The authors’ findings derive from a subgroup of subjects in a 31-site study tasked to demonstrate the effectiveness for treatment-resistant depression of an adjunctively prescribed formulation of two drugs with opioid activity: buprenorphine (a partial agonist at both sigma and kappa opioid receptors) and samidorphan (an inhibitor of the mu opioid receptor). The rationale for combining them is not disclosed (on any scale), but the purpose is (to convey augmented antidepressant effectiveness that does not cause opioid dependence). Why they believe that a combination of buprenorphine and samidorphan will do so, is not elaborated.

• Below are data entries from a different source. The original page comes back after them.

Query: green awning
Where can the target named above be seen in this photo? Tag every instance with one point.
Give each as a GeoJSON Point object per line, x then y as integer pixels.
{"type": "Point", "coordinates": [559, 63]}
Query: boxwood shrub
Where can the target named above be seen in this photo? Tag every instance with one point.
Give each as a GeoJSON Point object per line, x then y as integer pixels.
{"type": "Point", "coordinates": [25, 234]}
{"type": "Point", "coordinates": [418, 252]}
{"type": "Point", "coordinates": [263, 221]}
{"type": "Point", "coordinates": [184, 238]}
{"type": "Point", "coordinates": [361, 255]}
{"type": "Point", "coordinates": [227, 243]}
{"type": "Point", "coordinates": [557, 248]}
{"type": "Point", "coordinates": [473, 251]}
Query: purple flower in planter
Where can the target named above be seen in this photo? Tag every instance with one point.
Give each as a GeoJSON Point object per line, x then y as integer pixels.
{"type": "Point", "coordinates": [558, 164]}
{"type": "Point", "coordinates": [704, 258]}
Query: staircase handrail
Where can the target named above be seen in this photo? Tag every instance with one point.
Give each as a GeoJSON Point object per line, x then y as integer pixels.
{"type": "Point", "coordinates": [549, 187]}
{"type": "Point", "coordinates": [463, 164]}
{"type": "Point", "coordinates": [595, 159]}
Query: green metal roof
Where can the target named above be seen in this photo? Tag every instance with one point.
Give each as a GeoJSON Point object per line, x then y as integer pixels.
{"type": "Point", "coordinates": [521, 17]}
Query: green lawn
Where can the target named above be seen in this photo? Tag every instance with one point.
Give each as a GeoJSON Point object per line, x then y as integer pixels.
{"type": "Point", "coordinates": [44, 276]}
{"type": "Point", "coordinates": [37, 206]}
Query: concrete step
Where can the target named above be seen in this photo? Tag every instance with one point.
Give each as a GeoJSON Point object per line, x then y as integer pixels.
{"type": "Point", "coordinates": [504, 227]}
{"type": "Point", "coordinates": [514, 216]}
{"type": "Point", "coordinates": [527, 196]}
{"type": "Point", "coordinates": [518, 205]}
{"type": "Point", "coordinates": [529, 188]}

The authors divide their study into two stages, which are in actuality a first, randomized, double-blind comparison in patients with purportedly treatment-resistant major depressive disorder. To one group of 95 patients, they administer placebo, and to two others (of twenty patients each) the combination formulation of buprenorphine and samidorphan (2 mg of each in one group and 8 mg of each in the other, both sublingually and daily), for four weeks, assessing response using the Hamilton Depression Rating Scale as the primary outcome criterion. The study ends after an additional one week during which the combined opioid formulation is tapered and stopped.

Each group shows change in the direction of improvement, but no statistically significant differences are observed among them. (The abstract of the study gives the impression that this first, fair study, designated “Stage 1,” showed statistically significant superiority of buprenorphine and samidorphan (2 mg each), relative to placebo.) Neither dosage of the combination was associated with greater reductions of depression ratings than was the placebo group.

The authors then performed a second study (designated, “Stage 2,” wherein they randomly assigned only patients who did not respond to placebo in the Stage 1 study to placebo and each dosage of buprenorphine-samidorphan, adjunctively. After four weeks of treatment, the placebo group showed significantly less improvement than did the group receiving 2 mg of burprenorphine with 2 mg of samidorphan.

 No statistically significant difference was observed between placebo-treated patients and patients treated with 8 mg (each) of buprenorphine and samidorphan.

 Adverse effects occurred in 85 percent, the most common of which were sedation and somnolence. No patient suffered serious adverse effects or laboratory abnormalities, nor were any patients reported to manifest withdrawal symptoms after four weeks of daily administration.

(Obiter: The authors’ findings—of no difference during their first stage following randomization, followed by statistically significant superiority of their lower dosage formulation—was predictable after enrichment of their control group for lower placebo response (15 to 20 percent after selection for no response during the first study.)  They did not study the comparability of  their drug-treated groups during the second, non-randomized experiment, and could find no prior literature in which placebo-nonresponders during a first, “screening” experiment were exposed to active drug during a second trial with a naturalistic drug-treated group with normal potential for response to inactive compounds.

The artifact introduced by derandomization exemplifies the importance of random assignment to treatment in drug trials. Consider a manufacturer of Drug A who observes no statistically significant difference between its drug and competing manufacturer B’s Drug B.  Wishing to introduce an artifact that would make its Drug A appear superior to the competition, what could be more transparently prejudicial than to select for patients who do not respond to Drug B and assign them to treatment with Drug B during a second trial comparing Drugs A and B? The authors’ introduced the same prejudicial condition when they refined their Stage 2 placebo group with placebo-unresponsive subjects.)